The bank is affected by a charge of 1.2 billion Swiss francs ($1.32 billion) on its debt. Net profit declined in the first quarter to 827 million Swiss francs ($910 million) or 0.22 francs per share from 1.81 billion Swiss francs ($2 billion) or 0.47 Swiss francs per share in the same period last year.
The global economic worries, especially the looming debt crisis in the euro zone and the concerns over banks in Europe, have affected the growth in revenue made by UBS.
Failure to make progress on these key issues would make further improvements in prevailing market conditions unlikely and would have the potential to continue the headwinds for revenue growth, net interest margins and net new money, the bank said in a statement.
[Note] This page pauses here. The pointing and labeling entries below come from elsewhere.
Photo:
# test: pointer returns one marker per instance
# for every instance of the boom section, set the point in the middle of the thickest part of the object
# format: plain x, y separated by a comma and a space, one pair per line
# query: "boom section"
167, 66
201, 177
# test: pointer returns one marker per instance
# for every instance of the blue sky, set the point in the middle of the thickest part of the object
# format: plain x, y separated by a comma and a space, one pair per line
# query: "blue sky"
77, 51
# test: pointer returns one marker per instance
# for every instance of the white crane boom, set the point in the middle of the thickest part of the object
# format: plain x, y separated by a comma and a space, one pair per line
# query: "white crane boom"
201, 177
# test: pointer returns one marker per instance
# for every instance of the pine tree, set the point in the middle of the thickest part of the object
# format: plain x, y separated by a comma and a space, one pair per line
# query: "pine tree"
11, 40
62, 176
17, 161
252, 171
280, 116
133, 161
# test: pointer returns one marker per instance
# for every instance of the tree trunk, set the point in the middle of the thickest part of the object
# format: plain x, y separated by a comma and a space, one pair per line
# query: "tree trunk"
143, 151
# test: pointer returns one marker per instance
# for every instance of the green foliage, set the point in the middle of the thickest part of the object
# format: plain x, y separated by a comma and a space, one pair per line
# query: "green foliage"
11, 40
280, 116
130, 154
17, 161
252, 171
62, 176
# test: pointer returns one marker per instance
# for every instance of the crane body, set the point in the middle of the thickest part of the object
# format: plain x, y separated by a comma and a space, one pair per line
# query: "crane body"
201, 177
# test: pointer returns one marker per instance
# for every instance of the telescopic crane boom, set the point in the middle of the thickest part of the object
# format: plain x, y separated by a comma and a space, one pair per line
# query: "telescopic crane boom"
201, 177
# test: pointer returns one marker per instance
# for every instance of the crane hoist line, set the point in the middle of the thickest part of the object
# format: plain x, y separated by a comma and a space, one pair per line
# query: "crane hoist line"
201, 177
Meanwhile, Chief Executive Officer Sergio P. Ermotti said that the bank remained vigilant on costs. Ermotti, who took over the leadership of the bank in September 2011 after it was hit by a $2.3 billion rogue trading loss, was faced with the tough task of cost cutting and needs to restore investor confidence after the trading loss.
The trading loss was a major concern for the Swiss bank, which was still in the process of recovering from the 2008 global financial crisis when it was near to collapse.
After Ermotti took over, the bank had followed a strategy of smaller and less expensive investment banking operations, which meant that it sought to take smaller risks than it had recently taken and focused on mitigation measures to deal with failures.
Also last month, the bank was hit by tax evasion allegations when Paris prosecutors opened a formal investigation into the issue of whether UBS helped many of its French customers evade taxes. In 2009, the bank paid $780 million to the American authorities on a similar tax evasion case in the U.S.